Self-driving cars are almost here, but are they a good idea?

By John Toth / Editor and Publisher

Major car manufacturers are racing to produce a self-driving car. The era of getting a thrill by pushing down on that accelerator and watching that baby take off is almost over.

Cadillac is planning to start making one in 2017. It won’t be completely self-driving, but it will be able to negotiate the highway without human interference. You still have to have an adult with a valid driver’s license behind the wheel, but the car will take care of all the twists and turns, stopping and going.

The car will be able to negotiate traffic jams and open highways, so why the driver? It’s just in case the driver wants to do things the old-fashioned way.

Google has been running self-driven test cars around California for quite a while. The computer has logged 700,000-plus miles without an accident. Google only has one mishap, when the driver took over the controls, and another car crashed into the very expensive Google car.
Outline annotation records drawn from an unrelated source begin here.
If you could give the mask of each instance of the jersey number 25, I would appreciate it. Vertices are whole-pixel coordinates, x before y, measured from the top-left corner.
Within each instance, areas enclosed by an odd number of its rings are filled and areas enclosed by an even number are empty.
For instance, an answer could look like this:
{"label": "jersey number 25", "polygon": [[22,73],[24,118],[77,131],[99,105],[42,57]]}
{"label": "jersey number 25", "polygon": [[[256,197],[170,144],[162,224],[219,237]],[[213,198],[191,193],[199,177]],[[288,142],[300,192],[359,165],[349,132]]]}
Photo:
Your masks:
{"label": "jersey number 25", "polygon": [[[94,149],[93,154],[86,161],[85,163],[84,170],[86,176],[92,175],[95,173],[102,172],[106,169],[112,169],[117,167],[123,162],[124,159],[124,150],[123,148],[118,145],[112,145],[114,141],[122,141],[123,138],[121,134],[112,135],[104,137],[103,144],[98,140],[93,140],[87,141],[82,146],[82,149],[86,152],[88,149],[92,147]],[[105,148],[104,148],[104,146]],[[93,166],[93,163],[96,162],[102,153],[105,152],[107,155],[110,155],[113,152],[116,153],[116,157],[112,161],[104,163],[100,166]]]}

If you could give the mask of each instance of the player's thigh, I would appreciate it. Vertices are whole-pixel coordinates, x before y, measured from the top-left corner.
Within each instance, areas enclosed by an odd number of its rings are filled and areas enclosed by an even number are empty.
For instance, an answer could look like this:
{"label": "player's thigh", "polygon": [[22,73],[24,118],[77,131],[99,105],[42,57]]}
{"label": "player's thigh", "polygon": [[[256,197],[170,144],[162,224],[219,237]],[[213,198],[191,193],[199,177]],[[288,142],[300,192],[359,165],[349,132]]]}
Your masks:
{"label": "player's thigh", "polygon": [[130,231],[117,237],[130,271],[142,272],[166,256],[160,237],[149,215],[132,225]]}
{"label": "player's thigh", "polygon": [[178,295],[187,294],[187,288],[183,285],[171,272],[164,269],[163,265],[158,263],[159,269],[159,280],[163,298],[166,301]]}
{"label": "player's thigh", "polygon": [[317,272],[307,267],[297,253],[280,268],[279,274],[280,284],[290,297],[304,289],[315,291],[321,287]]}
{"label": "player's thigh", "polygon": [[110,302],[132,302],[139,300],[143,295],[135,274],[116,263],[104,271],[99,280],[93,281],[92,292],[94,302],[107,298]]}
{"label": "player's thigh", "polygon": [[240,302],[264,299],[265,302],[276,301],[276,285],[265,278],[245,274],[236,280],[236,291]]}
Google’s cars are not cost-effective yet, but they are very smart, unlike the Mercedes Smart Car, which is actually not smart at all, but very small. It should have been called the Small Car.

They will make the roads and highways safer, but driving will lose much of its traditional romanticism, which has been around since the first cars hit the road. Or, will it make it better?

Remember the young lovers who were driving down the road in a nice convertible? The man held the steering wheel as the car wound its way around the mountainous roads? The girl, wearing a scarf on her head, snuggled up to him, feeling safe and secure, knowing that he wouldn’t let anything happen to her.
That is how cars have been romanticized in the movies.

Romance is in the air, until the driver becomes distracted, and the convertible flies off the hill, crashing to the ground in flames.

This last part won’t happen in a self-driven car, because the guy won’t be doing the driving. See, last thing you want to do when your girl wraps her arms around you is to drive a car. Get it?

One of the stories on the Internet machine that I lightly skimmed while researching this subject stated that if 10 percent of all cars were self-driven in the country, that would save 1,000 lives a year.

More than 30,000 people die in traffic accidents in the U.S.each year, so that would put a little dent in that. But to make a big difference, you’d have to make most, if not all the cars self-driven.

Take the task of driving away from the fallible human being, and give it to a computer that does it perfectly each time. This would be just one more thing that a computer would do better than a human.

Once you get one of those new and fancy cars that basically takes care of all the driving (not for a while, though), you won’t know how you could ever do without it. All those years of driving, getting all nervous in traffic jams, barely avoiding crashing, or even crashing, will be all gone.

Experts who have been working on this self-driving concept for a long time say that it not only will save lives, but also reduce, if not eliminate, traffic jams. Computers can talk to each other and figure out a way to get to to your destinations the fastest.

Just enjoy surfing the Internet and text your friends while the car does all the work.

Maybe after taking you to your destination, you can give the car a shopping list and it could drive itself to the supermarket while you sit in the movies. It might as well do something rather than just sit in that boring parking lot.

There may be one little problem down the line.

These cars may get too smart, and they could rise up against us. Then we’ll have to move underground and fight the machines.

Until then, though, it will be a nice change. I’ll be taking a long nap while the car drives itself, arriving at my destination nice and fresh.

Wait, but where am I? I don’t recognize this place. What are all these cars doing here? It has begun. I am running. It was only a nightmare.

But what’s my car doing in the bedroom?